You want version 1 UUIDs. They don't collide but they leak the generating computer's MAC address and require a monotonic clock.
From RFC4122 we have this format
8 bytes time-low
2 bytes time-mid
2 bytes time-high & version (high nybble is a 1)
2 bytes clock-seq-high & reserved (high two bits are 1 and 0)
2 bytes clock-seq-low
6 bytes MAC address
Clock-sequence is actually the subsecond portion of the clock now.
The thing about the two byte fiedls is they are not two one byte fields. If you mess the code up, you get different results on little endian and big endian machines and you have a chance of collision again. The string form looks like this no matter what your endian is:
????????-????-1???-[89AB]???-?[02468ACE]??????????
The thing about this is when it works, it works. If you don't have MAC address collisions (the general rule is if you get colliding MAC addresses, RMA both cards) and if you actually have a monotonic clock, this works 100% of the time.
There's a work around for not having a monotonic clock. That is, do it the old way. Serialize all UUID generations and use clock-seq as a counter that increments with each generation.
The thing about this is you will have bad generation and most likely collisions if your PC battery dies on any node that generates.
It's been pointed out in comments that VMs don't really get globally unique MAC addresses, and it has also been pointed out that the solution to this is to hand out the node IDs yourself. When you do this you are supposed to set the broadcast bit (the one marked [02468ACE] so that it would match [13579BDF] instead).

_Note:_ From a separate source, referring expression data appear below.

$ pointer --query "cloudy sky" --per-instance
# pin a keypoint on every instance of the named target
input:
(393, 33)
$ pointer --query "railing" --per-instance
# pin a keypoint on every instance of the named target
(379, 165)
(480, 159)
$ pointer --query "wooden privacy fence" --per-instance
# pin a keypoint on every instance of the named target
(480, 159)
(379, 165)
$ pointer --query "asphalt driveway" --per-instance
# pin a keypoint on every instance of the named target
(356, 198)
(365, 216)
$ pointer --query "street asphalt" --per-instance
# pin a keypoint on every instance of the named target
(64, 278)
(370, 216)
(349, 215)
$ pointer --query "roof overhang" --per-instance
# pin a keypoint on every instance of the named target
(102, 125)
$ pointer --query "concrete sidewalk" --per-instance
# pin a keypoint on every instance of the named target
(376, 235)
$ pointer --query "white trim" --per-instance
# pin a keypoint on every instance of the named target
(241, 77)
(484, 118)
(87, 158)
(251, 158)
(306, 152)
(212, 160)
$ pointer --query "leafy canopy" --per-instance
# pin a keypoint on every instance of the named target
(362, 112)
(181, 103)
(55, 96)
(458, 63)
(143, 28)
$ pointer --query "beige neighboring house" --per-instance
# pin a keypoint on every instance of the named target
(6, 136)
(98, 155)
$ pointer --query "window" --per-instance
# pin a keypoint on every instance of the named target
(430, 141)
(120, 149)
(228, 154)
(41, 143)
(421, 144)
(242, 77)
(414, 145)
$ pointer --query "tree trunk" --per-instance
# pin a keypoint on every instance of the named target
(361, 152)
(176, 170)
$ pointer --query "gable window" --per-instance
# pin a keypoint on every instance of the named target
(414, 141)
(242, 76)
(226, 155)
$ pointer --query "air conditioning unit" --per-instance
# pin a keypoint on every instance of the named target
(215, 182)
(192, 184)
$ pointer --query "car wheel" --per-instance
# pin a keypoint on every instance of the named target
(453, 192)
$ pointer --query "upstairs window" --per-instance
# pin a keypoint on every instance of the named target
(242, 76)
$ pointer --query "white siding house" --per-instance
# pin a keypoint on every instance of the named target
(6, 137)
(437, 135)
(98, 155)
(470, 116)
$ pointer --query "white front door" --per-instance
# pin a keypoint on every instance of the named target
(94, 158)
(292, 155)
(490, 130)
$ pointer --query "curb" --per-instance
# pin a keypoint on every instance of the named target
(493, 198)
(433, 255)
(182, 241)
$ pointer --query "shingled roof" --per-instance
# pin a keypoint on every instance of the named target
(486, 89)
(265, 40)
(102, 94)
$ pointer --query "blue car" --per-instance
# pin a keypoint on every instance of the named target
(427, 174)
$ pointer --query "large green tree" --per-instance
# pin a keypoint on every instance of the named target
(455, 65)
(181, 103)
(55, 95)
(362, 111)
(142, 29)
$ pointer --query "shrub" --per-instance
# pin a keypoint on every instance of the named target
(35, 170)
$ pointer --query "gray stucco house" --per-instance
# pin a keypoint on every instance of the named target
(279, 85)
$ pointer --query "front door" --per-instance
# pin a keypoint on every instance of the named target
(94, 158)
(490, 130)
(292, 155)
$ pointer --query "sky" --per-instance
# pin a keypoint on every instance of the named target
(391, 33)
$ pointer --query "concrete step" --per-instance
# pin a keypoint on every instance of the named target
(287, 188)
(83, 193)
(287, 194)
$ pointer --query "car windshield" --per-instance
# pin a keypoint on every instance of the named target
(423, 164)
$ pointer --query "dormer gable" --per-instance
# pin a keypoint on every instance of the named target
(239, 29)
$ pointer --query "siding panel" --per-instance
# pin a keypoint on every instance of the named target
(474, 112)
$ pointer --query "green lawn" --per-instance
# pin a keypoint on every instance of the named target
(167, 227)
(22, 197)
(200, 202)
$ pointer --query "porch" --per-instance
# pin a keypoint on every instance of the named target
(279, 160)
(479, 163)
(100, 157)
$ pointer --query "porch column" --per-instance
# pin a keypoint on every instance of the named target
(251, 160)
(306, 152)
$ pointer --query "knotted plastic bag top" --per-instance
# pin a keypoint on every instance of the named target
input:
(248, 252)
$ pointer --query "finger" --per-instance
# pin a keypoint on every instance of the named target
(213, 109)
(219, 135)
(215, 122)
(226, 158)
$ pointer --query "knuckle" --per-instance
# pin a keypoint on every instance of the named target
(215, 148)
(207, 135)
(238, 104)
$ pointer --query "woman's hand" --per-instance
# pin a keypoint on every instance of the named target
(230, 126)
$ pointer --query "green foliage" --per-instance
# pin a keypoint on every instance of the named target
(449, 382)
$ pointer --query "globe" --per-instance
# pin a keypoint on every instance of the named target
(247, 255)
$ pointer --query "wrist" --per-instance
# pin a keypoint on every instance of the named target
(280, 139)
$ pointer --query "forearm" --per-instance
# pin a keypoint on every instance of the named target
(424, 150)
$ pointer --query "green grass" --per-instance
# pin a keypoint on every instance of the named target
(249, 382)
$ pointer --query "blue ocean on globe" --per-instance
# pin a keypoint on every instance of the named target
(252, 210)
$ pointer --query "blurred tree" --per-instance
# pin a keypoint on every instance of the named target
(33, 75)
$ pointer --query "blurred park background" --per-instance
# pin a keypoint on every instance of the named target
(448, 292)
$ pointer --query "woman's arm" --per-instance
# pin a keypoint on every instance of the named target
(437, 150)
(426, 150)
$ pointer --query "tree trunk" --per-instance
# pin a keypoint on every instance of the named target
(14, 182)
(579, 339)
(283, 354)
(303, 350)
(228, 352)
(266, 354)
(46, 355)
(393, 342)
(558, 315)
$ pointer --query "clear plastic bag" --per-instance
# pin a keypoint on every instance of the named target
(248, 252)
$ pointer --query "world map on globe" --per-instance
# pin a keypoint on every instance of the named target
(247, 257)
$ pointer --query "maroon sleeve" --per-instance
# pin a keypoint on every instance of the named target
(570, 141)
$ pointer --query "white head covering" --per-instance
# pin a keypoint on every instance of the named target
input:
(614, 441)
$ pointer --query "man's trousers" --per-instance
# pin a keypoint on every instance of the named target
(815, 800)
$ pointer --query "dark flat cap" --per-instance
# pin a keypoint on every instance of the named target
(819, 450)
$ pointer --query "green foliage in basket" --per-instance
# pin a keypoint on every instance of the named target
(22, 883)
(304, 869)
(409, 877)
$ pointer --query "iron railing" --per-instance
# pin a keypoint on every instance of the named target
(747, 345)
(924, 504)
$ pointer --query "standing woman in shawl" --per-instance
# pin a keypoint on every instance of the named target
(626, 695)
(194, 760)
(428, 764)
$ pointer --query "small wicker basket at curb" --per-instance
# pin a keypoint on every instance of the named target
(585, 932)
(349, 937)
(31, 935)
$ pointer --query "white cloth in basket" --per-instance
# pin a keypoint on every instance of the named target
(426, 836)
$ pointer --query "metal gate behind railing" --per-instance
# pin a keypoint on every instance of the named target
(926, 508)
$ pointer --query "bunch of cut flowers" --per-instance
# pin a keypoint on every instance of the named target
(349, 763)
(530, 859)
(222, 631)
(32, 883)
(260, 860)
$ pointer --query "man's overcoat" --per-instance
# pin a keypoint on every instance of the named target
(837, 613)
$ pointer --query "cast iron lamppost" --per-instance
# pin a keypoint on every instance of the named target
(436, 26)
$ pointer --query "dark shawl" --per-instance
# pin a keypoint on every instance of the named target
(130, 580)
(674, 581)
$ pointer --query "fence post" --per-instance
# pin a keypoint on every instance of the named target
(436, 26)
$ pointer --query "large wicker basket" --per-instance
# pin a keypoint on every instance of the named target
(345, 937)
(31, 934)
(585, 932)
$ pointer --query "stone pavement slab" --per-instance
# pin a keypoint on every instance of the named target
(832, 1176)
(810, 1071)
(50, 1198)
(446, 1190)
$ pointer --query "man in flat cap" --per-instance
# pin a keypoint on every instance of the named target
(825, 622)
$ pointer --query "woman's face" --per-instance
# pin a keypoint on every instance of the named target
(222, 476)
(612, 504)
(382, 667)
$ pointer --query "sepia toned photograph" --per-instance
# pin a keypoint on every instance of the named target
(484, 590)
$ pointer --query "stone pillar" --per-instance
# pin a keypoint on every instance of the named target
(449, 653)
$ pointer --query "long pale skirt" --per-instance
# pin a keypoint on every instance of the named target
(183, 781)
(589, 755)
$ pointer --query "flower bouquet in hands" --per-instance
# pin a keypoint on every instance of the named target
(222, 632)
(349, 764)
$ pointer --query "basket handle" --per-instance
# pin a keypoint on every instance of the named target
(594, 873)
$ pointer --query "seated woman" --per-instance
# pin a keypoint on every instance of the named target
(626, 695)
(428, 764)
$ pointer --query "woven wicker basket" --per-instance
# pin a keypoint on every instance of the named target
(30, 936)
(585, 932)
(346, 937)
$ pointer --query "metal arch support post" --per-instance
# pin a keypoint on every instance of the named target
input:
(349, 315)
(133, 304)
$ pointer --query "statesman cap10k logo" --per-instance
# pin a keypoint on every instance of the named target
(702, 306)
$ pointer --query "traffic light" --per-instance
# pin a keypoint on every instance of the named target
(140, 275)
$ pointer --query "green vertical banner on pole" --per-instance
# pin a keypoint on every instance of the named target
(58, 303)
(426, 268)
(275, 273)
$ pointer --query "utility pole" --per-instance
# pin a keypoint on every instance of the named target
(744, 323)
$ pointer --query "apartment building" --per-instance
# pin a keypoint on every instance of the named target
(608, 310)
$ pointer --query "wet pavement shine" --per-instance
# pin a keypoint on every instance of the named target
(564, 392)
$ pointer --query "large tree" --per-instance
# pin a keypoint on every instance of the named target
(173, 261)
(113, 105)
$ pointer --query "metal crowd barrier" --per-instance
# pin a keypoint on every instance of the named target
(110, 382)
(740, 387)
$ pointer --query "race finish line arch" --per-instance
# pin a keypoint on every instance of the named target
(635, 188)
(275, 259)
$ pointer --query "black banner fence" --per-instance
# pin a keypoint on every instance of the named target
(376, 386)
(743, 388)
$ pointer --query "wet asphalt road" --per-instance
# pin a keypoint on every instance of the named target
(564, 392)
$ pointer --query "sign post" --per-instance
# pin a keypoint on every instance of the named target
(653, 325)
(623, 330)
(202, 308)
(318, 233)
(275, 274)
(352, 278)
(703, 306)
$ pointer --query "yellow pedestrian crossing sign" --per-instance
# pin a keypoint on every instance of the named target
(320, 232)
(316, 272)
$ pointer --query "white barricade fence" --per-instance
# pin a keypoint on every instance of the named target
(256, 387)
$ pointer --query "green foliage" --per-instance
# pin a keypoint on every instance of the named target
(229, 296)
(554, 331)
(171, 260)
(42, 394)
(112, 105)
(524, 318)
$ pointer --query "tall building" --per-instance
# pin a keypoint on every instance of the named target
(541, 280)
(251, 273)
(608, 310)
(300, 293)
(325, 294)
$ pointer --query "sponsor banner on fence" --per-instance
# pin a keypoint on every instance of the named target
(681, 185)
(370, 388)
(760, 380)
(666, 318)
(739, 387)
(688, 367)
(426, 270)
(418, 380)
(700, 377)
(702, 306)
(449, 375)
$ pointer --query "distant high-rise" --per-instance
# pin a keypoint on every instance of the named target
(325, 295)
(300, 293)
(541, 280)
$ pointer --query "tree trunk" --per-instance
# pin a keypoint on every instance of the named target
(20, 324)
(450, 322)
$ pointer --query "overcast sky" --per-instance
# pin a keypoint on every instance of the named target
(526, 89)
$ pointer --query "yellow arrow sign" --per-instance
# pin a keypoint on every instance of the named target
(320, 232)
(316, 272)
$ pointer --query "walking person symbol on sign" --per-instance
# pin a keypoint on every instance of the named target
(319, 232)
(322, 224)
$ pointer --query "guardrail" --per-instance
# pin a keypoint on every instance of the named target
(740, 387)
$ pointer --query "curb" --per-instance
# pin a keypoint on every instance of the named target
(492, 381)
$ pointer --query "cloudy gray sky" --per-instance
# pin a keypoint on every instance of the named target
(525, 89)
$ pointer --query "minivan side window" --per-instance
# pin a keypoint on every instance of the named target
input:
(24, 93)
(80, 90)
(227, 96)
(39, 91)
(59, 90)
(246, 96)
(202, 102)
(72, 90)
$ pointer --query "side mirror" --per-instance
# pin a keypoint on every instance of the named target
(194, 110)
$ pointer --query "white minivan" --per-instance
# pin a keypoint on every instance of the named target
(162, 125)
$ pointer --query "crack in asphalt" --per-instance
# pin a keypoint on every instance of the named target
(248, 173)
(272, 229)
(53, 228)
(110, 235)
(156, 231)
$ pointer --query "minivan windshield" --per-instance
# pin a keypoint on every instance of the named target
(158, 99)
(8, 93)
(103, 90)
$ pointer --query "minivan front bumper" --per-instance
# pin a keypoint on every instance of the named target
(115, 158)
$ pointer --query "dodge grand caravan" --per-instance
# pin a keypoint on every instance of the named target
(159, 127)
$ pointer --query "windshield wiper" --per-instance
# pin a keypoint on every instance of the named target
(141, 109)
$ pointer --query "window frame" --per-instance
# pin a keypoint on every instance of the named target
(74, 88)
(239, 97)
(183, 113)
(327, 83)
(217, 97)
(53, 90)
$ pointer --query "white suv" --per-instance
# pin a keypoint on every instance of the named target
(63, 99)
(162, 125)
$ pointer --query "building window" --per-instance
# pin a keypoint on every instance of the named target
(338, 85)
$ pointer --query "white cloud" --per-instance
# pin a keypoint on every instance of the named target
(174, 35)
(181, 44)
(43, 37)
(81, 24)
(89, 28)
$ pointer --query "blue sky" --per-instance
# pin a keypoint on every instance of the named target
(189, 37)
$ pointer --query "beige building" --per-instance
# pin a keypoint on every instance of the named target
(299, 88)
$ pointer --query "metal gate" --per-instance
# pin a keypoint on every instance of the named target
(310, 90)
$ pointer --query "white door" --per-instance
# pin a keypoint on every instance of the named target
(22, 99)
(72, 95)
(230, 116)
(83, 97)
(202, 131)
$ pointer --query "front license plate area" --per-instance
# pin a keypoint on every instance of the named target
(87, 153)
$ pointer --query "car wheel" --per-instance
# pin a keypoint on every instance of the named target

If you can't tolerate leaking the MAC addresses and can't issue node IDs, you're stuck with lesser means. V4 UUIDs are really good for all terrestrial use under modern hardware assumptions (has thermal diode or other hardware random number generatorRNG). V5 UUIDs can do the job under specific circumstances (they're a hash of something else; the main problem is they're subject to adversarial attack).